7. I won’t tell you it’s never been peed on/thrown up on/or otherwise sullied with human fluids. I can tell you it hasn’t been in the past three years because that’s how long I’ve had it, but before that it’s anybody’s guess. It’s a 50-year-old-couch; chances are something nasty has happened on it at some point in its life. If you’re that worried about it, spend more than $25 and get something new. Come to think of it, there was the one weekend my friends from L.A. stayed in the same room with it and they haven’t been dating all that long, and we did drink a lot, so god only knows what they might have done on it. There are no stains. It doesn’t smell. That’ll have to be good enough.
6. It’s comfortable. Look at Xena. Doesn’t she look comfortable? No sense arguing, that’s a happy, comfortable dog. Right after I took this picture, she flopped on her back and put all four paws up in the air as if to say, “I am Xena. Look at how relaxed and happy I am. Now scratch my belly and fill my Kong with peanut butter and meat, please.” It was adorable. My partner used to nap on it when he ‘worked from home’. I think it’s a little short for a good nap, but it never seemed to bother him.
5. Completely neutral color. Practically invisible. It’s more pinky than beige but not salmon and not really taupe.

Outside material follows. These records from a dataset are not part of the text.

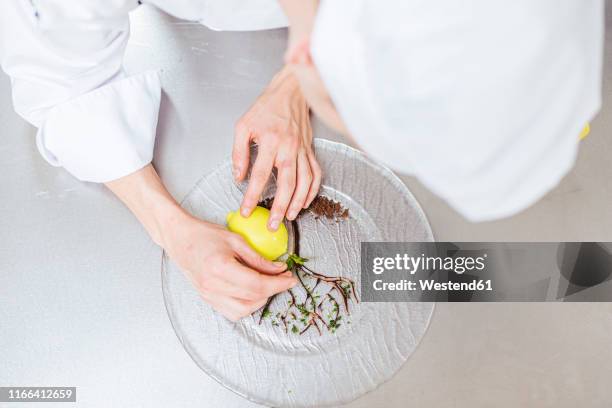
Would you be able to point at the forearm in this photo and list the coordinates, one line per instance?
(145, 195)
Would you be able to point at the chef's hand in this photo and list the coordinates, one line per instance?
(279, 123)
(229, 275)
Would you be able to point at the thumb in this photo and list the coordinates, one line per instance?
(251, 258)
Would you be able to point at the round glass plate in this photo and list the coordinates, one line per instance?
(274, 365)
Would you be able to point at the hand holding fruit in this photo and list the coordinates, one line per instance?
(230, 275)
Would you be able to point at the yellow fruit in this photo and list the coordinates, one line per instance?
(254, 229)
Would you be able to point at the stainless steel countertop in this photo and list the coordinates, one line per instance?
(80, 288)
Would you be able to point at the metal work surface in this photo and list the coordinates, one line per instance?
(80, 289)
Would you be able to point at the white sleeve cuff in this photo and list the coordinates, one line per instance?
(107, 133)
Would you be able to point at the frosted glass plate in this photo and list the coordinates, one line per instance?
(263, 362)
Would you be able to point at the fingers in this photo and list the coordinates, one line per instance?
(236, 280)
(245, 283)
(285, 186)
(259, 177)
(317, 176)
(241, 151)
(304, 181)
(231, 308)
(251, 258)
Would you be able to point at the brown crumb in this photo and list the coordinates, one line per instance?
(321, 206)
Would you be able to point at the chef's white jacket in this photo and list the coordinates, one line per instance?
(482, 100)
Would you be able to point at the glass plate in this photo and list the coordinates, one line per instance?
(269, 365)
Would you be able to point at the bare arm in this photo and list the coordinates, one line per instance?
(227, 272)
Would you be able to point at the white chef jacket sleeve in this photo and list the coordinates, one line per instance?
(482, 101)
(65, 64)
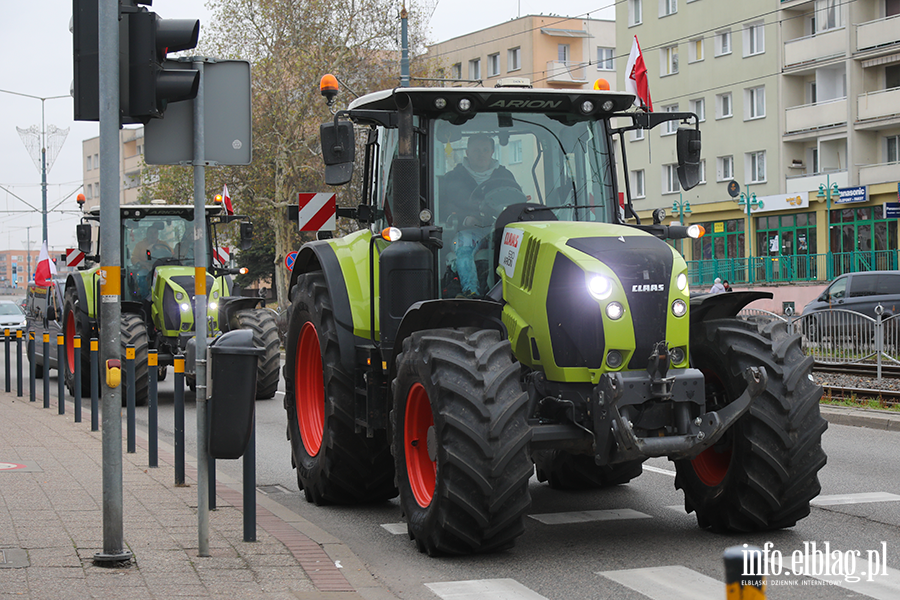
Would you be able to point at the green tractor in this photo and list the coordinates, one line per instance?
(158, 281)
(496, 315)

It’ll go with any color scheme you have going, but if you’re really worried about your ‘color scheme’, again, you should probably spring for a couch that costs more than $25 and doesn’t have kitty-clawed arms.
4. Makes a good hat stand. See how cool my hats look resting on the back of it? Nice, huh?
3. I won’t try to sell you on it by saying it would be great for your porch. Do people actually purchase couches to put on their porches? I thought that’s where couches ended up if they were posted on Craig’s List and no one wanted them. Either there, or on the side of the road with a ‘FREE’ sign on them. It’s not the greatest couch in the world, but it’s not that bad. It’s worthy of the actual interior of a dwelling at least. Sheesh.
2. I spell-checked this entire post. I’m pretty sure most of the punctuation is even right, but it’s been a while since I’ve pulled out the old Strunk & White’s and this is already taking about four times as long as I thought it would, so if I used a few too many commas or dangled a couple of participles, deal with it. Or go bitch about what a moron I am in R&R, I could care less.
1. It needs to go today, it’s really cheap, and it’s on the main floor of the house so no hauling it up/down stairs (well, except for the front porch, but that doesn’t really count because it's like five steps). The first person who can arrange to show up with a truck, $25 cash, and at least one person who can lift an end of it (my partner’s at home and he can lift the other end) before 5 p.m. gets it. Email me!
Note: Dog and hats are NOT included.